What AcePilot does
One command triggers a full autonomous cycle: scan, match patterns, write, run, fix, report. No setup. No configuration. No questions.
Scan
Maps the full call graph. Finds every function, method, and edge case without test coverage. Cross-references source files against existing test files to build a precise gap list.
Pattern match
Reads your existing test files first. Uses the same framework,
naming conventions, assertion style, and mock patterns. If you use
describe/it with Jest and vi.fn() mocks,
every generated test follows that exactly.
Confidence gate
Adding tests is a reversible two-way door — it executes immediately without interruption. No prompts, no confirmations. If something breaks, the test run catches it before commit.
Write
Generates test cases for each untested function. Covers: happy path, edge cases, error conditions, and boundary values. Null inputs, empty arrays, type mismatches, and off-by-one scenarios are included by default.
Run
Executes the full test suite. Red triggers a diagnosis cycle: reads the failure, writes the fix, re-runs. Stops after 2 failed fix attempts on the same test and logs it as requiring human judgment. Never loops infinitely.
Coverage report
Logs what is now covered, what was intentionally skipped (trivial getters, generated boilerplate), and any remaining gaps that require a human decision. No silent omissions.
// What you get
- Test cases written in your framework (Jest, pytest, Go test, RSpec, etc.)

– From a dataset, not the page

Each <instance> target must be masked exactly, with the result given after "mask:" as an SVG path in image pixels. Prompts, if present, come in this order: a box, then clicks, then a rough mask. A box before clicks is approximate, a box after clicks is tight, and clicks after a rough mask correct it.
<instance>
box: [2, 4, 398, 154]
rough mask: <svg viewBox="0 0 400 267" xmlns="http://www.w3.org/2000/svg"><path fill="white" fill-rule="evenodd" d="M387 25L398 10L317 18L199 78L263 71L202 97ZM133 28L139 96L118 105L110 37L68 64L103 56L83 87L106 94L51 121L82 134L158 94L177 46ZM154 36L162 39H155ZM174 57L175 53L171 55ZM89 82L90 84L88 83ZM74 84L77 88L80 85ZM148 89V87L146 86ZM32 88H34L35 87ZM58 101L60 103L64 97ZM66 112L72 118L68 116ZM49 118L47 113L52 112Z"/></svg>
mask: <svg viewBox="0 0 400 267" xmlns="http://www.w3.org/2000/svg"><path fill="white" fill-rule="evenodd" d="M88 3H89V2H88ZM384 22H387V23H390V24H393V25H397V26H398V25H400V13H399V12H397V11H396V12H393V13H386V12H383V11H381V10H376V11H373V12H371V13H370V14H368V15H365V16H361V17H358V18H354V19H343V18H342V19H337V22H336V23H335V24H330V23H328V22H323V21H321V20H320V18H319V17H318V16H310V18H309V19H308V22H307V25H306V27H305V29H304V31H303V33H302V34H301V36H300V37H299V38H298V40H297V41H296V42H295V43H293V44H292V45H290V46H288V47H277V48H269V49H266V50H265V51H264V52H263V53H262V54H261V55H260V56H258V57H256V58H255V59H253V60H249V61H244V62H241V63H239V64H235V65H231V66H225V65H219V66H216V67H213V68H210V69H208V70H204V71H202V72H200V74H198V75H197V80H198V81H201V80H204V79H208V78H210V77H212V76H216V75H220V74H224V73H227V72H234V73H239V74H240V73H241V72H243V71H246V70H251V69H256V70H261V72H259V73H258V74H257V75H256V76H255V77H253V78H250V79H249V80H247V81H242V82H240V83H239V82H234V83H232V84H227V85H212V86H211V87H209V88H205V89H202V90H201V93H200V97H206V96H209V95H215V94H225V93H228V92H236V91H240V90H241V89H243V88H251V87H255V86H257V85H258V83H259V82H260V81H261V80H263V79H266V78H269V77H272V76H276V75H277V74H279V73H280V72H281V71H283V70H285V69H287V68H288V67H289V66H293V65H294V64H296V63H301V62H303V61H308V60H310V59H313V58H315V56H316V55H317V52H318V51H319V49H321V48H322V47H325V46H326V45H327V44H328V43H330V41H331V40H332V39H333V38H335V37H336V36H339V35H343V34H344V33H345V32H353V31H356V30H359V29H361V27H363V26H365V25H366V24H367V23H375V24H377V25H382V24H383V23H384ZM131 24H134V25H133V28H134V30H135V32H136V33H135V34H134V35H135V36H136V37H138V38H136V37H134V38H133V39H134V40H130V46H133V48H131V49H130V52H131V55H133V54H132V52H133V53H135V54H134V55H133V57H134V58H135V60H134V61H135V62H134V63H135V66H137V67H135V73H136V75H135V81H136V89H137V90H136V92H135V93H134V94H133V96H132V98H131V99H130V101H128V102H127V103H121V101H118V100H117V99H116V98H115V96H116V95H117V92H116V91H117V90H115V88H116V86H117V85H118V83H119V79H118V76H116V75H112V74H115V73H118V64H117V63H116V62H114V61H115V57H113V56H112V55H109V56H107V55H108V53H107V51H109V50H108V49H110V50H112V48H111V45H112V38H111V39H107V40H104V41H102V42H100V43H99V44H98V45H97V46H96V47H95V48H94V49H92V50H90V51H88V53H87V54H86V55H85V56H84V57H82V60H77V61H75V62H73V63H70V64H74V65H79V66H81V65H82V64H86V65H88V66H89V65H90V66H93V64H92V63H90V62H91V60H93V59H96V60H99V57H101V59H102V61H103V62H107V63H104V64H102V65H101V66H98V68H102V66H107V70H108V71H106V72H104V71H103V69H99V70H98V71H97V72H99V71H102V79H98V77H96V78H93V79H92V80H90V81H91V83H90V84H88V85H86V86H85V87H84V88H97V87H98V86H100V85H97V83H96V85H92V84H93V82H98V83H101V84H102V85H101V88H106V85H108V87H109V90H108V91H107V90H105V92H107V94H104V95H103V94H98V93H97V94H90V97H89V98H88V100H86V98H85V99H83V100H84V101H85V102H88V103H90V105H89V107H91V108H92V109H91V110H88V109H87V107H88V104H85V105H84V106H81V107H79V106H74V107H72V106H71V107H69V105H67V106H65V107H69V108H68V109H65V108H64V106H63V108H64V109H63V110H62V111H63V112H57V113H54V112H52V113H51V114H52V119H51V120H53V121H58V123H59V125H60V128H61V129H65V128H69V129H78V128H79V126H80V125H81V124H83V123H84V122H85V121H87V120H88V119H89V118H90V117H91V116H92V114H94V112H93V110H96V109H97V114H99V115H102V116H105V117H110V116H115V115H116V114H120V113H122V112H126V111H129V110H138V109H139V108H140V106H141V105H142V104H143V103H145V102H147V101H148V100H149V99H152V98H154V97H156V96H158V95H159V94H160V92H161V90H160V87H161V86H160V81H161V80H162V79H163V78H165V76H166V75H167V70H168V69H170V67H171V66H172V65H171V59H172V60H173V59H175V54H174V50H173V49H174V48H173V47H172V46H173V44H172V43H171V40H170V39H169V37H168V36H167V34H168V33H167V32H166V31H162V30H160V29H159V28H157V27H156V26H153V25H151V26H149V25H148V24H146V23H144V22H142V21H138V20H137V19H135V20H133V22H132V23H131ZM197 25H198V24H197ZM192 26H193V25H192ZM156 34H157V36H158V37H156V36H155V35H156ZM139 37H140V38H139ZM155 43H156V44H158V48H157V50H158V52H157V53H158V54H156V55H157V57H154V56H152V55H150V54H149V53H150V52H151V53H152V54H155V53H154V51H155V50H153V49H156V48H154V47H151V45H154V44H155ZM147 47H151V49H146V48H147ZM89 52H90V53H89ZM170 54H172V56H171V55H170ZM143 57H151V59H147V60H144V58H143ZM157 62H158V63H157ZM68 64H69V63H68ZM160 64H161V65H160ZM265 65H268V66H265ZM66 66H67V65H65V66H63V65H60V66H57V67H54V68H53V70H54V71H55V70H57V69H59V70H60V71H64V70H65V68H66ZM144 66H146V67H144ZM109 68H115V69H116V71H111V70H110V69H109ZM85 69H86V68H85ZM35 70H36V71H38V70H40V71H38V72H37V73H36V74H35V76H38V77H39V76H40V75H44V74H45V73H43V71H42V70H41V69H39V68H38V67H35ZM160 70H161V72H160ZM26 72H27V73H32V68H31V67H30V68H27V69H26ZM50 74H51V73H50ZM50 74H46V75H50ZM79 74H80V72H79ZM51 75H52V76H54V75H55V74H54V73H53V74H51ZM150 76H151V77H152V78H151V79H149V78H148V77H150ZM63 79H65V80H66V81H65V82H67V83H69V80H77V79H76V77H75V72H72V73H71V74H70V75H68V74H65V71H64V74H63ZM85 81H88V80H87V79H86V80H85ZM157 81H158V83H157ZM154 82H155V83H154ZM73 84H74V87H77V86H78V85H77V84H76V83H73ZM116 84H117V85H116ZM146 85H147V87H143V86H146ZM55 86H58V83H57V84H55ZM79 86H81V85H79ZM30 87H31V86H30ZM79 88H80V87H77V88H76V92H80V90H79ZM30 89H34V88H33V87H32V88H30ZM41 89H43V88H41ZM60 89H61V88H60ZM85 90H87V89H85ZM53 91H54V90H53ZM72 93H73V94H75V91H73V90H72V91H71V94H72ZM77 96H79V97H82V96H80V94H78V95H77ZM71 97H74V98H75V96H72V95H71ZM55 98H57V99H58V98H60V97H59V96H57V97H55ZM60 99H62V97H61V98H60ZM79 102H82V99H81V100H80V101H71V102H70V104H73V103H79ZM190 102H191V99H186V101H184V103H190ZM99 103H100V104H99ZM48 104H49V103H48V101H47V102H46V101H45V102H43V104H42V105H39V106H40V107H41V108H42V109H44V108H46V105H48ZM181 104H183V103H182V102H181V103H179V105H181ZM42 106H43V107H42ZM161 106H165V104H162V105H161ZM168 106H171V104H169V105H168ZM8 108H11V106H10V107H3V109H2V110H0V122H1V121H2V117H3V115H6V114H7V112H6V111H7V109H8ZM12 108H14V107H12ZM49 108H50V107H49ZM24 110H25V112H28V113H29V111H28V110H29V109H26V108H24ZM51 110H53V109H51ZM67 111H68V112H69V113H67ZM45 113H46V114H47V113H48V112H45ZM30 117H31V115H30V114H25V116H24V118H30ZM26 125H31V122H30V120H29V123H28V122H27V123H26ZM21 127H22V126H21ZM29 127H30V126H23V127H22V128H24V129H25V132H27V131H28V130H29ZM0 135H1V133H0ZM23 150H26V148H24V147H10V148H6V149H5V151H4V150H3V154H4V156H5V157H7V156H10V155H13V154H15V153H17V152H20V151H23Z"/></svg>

- Matching naming conventions, assertion style, and mock patterns from existing tests
- Edge cases: null inputs, empty arrays, boundary values, error conditions
- Regression tests for any bug that was recently fixed
- CI-ready: tests pass before commit
- Summary: functions tested, coverage %, any skipped with reason
Real example
On a 3,000-line Express API with 12% test coverage,
/acepilot auto add tests wrote 47 test cases in one
session. Coverage went from 12% to 68%. Three tests revealed real bugs
in the rate limiter and token validation logic that were already in
production.
The rate limiter was resetting its window on every request instead of
per-client. The token validator was accepting expired JWTs if the
nbf claim was missing. Both were in code that had shipped
months earlier with no coverage. The tests found them. AcePilot flagged
them as requiring human review before fixing — these were logic questions,
not mechanical fixes.
When to use this
- You inherited a codebase with no tests and need coverage fast
- Before a refactor — you need a safety net to catch regressions
- After shipping fast — now fill in the test coverage you skipped
- CI pipeline is failing because coverage dropped below a threshold
Try it yourself
$ cd acepilot && ./acepilot-14.0/install.sh
# In your project directory
$ claude
> /acepilot auto add tests
AcePilot detects your test framework automatically. If you have Jest config, pytest.ini, or a go.mod, it reads those first. If you have no existing tests at all, it asks you one question: which framework? Then it runs.